Upton Sinclair made a famous remark in 1934: “It is difficult to get a man to understand something when his salary depends on his not understanding it.”[1]
In present-day English it reads “It is difficult to get a person to understand something when their salary depends on their not understanding it”
The word ‘salary’ can be replaced by many other words, such as
(1) pride
(2) theory
(3) identity (using ‘identity’ in the now common way to mean ‘sense of self’, ‘self-conception’)
(4) love of someone
(5) belief in the innocence of a member of their family
(6) belief in the correctness of what they have published (or taught others)
To say it’s difficult is not of course to say it’s impossible.
Tolstoy commented on (6) (and (2)): “most people . . . can very seldom discern even the simplest and most obvious truth if it be such as to oblige them to admit the falsity of conclusions they have formed, perhaps with much difficulty—conclusions of which they are proud, which they have taught to others, and on which they have built their lives.”[2]

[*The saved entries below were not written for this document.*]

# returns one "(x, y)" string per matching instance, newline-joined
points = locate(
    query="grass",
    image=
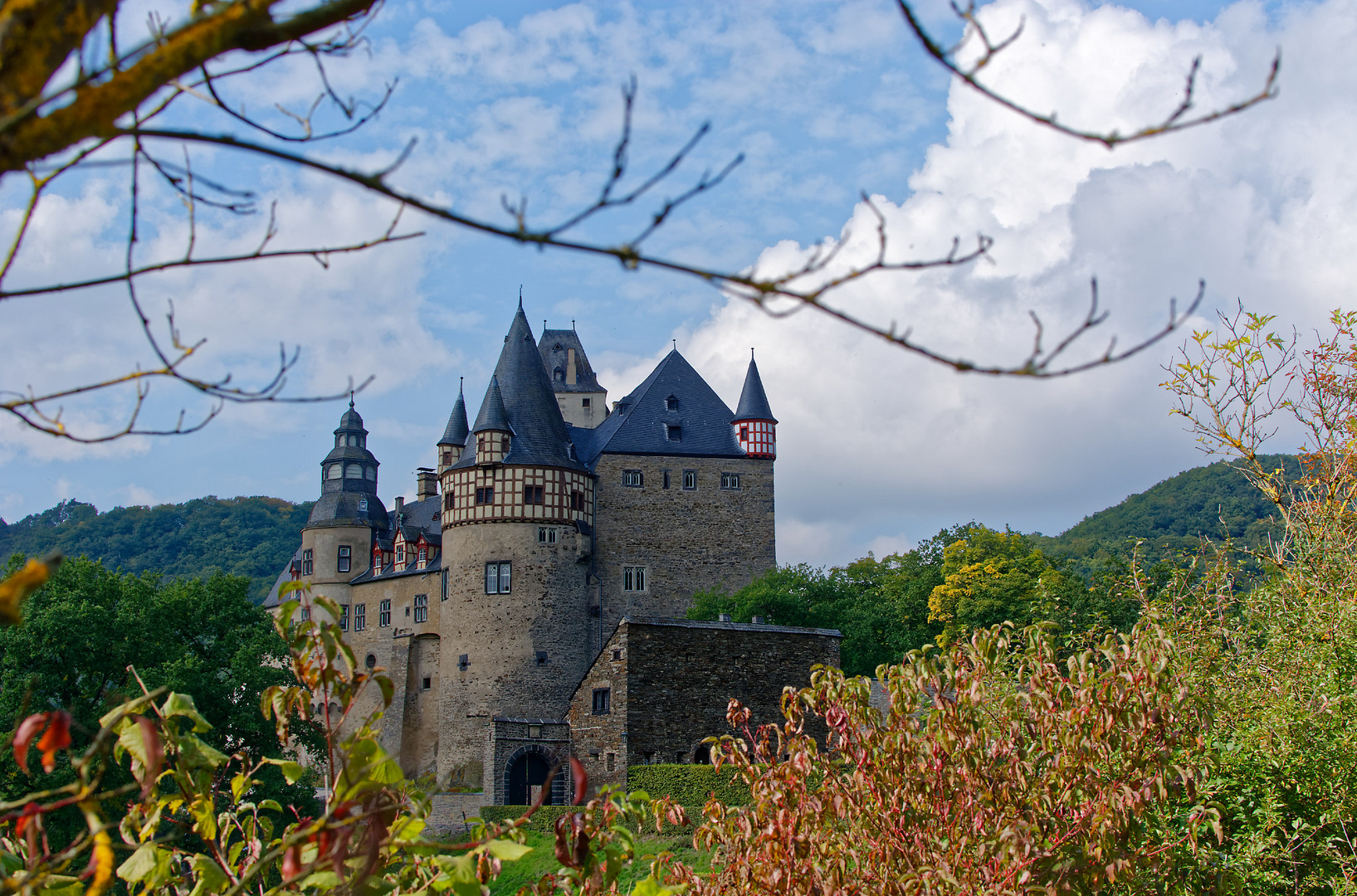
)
(542, 859)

Herbert Feigl, a member of the ‘Vienna Circle’ endorsed (2) (and (3)): “A puzzle which does not resolve itself within a given favored philosophical frame is repressed very much in the manner in which unresolved intrapersonal conflicts are repressed. I surmise that psychologically the first kind may be subsumed under the second. Scholars cathect certain ideas so strongly and their outlook becomes so ego involved that they erect elaborate barricades of defenses, merely to protect their pet ideas from the blows (or the slower corrosive effects) of criticism.”[3]
Francis Bacon also had a lot to say about (2): ‘Once the human mind has favoured certain views (whether because they’re generally accepted and believed, or because it finds them attractive), it pulls everything else into agreement with and support for them. Should they be outweighed by more powerful countervailing considerations, it either fails to notice these, or scorns them, or makes fine distinctions in order to neutralize and so reject them … thereby preserving untouched the authority of its previous position.”[4]
Plainly (1), (2), (3), and (6) can get entangled.
There are profound individual differences, when it comes to the ability to understand. As for (5): some people are convinced of the innocence of a member of their family even when their guilt is obvious. Others have no difficulty accepting that they are guilty. People of the first kind are obviously very dangerous.
[1] Sinclair, U. (1934–5/1994) I, Candidate for Governor, and How I Got Licked (Berkeley, CA: University of California Press), p. 109.
[2] Tolstoy, L. (1898/1899) What is Art?, trans. A. Maude (New York: Crowell & Co), p. 124.
[3] Feigl, H. (1958/1967) The ‘mental’ and the ‘physical’: The Essay and a Postscript (Minneapolis, MN: University of Minnesota Press), p. 6. ‘Cathect’ is a neologism that James Strachey coined to translate Freud’s use of the word Besetzung. It means, in effect, ‘to invest emotionally in’.
[4] Bacon, Francis (1620/2000) The New Organon, trans. L. Jardine and M. Silverthorne,
Cambridge: Cambridge University Press, §1.46. From the Latin “intellectus humanus in iis quae semel placuerunt (aut quia recepta sunt et credita, aut quia delectant), alia etiam omnia trahit ad suffragationem et consensum cum illis: et licet major sit instantiarum vis et copia, quae occurrunt in contrarium; tamen eas aut non observat, aut contemnit, aut distinguendo summovet et rejicit …, quo prioribus illis syllepsibus authoritas maneat inviolata”.
Perhaps it’s just difficult to get a person to understand something, period.